Push-to-talk voice-to-text that works on any desktop. Hold a key, speak, release. Your words appear at the cursor.
$ voxtype
[INFO] Voxtype v0.6.0 starting...
[INFO] Using model: base.en
[INFO] Hotkey: SCROLLLOCK
[INFO] Ready! Hold SCROLLLOCK to record.
# User holds ScrollLock and speaks...
[INFO] Recording started...
[INFO] Recording stopped (2.1s)
[INFO] Transcribing...
[INFO] Transcribed: "Hello world, this is a test."
[INFO] Typed 30 characters
Built specifically for the modern Linux desktop
Works on GNOME, KDE, Sway, Hyprland, River—Wayland or X11. Use built-in hotkeys or native compositor keybindings.
Use your compositor's keybindings instead of evdev—no input group required.
Bind any key combo like Super+V for push-to-talk.
All speech recognition happens locally using whisper.cpp. Your voice never leaves your machine. No cloud, no subscriptions, no tracking.
Natural workflow: hold a key to record, release to transcribe.

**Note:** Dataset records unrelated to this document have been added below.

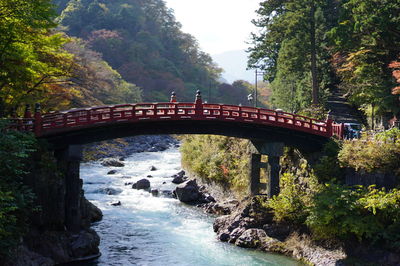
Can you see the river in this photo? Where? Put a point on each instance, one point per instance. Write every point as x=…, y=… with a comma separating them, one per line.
x=147, y=230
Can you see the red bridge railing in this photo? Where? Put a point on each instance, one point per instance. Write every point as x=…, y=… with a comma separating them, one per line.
x=55, y=123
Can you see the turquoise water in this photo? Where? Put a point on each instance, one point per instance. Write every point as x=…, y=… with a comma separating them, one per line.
x=147, y=230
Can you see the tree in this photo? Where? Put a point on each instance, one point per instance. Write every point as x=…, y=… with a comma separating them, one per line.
x=143, y=41
x=291, y=48
x=366, y=41
x=31, y=54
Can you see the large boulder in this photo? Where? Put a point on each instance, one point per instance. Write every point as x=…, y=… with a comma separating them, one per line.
x=111, y=162
x=108, y=191
x=142, y=184
x=188, y=192
x=112, y=172
x=94, y=212
x=85, y=243
x=251, y=238
x=179, y=179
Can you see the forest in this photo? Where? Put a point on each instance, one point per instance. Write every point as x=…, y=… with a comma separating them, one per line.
x=309, y=49
x=77, y=53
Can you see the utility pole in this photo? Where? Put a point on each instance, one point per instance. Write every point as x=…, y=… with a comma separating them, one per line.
x=258, y=73
x=209, y=91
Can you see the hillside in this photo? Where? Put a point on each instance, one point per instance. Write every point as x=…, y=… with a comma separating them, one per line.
x=144, y=43
x=234, y=64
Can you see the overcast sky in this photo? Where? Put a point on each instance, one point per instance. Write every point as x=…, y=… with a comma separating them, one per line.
x=218, y=25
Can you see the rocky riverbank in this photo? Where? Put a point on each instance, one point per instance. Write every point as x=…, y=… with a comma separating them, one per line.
x=122, y=148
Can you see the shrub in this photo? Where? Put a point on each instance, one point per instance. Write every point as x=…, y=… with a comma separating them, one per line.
x=293, y=202
x=217, y=158
x=367, y=213
x=15, y=198
x=328, y=166
x=379, y=153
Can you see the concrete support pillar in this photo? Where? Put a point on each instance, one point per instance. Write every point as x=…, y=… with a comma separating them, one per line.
x=273, y=180
x=69, y=161
x=274, y=150
x=255, y=161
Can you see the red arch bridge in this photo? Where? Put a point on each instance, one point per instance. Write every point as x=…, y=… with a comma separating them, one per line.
x=269, y=131
x=80, y=126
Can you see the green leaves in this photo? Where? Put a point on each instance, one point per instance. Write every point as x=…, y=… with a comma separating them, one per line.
x=31, y=55
x=15, y=199
x=367, y=36
x=367, y=213
x=291, y=49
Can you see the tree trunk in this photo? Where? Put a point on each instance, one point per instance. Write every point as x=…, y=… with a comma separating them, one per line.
x=313, y=50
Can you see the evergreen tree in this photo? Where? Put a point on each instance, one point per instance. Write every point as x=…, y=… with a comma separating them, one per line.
x=291, y=48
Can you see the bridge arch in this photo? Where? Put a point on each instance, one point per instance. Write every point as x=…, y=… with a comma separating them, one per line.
x=81, y=126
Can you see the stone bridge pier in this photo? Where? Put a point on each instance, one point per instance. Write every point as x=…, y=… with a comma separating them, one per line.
x=274, y=150
x=68, y=160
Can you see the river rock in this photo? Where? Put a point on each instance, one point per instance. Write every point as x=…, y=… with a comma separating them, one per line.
x=251, y=238
x=118, y=203
x=112, y=172
x=167, y=193
x=108, y=191
x=24, y=256
x=142, y=184
x=155, y=192
x=85, y=243
x=188, y=192
x=95, y=214
x=112, y=162
x=179, y=180
x=217, y=208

No "wake words", no accidental activations, just controlled dictation.
Choose your hotkey, Whisper model size, output mode (type or clipboard), and more. Works the way you want it to.
Types directly at cursor via wtype, with full CJK/Unicode support. Falls back to ydotool or clipboard. Always works, one way or another.
Written in Rust for performance. Single binary, minimal dependencies. No Python, no virtual environments—just works.
Optional Vulkan, CUDA, Metal, and ROCm support for blazing-fast inference. Sub-second transcription with large-v3-turbo on modern GPUs.
Optional status indicator shows recording state in your bar. See when Voxtype is idle, recording, or transcribing at a glance. 10 built-in icon themes (Nerd Font, Material Design, emoji, and more) or define your own.
Configurable events surface through notify-send, so you always know when recording starts, stops, and what was transcribed.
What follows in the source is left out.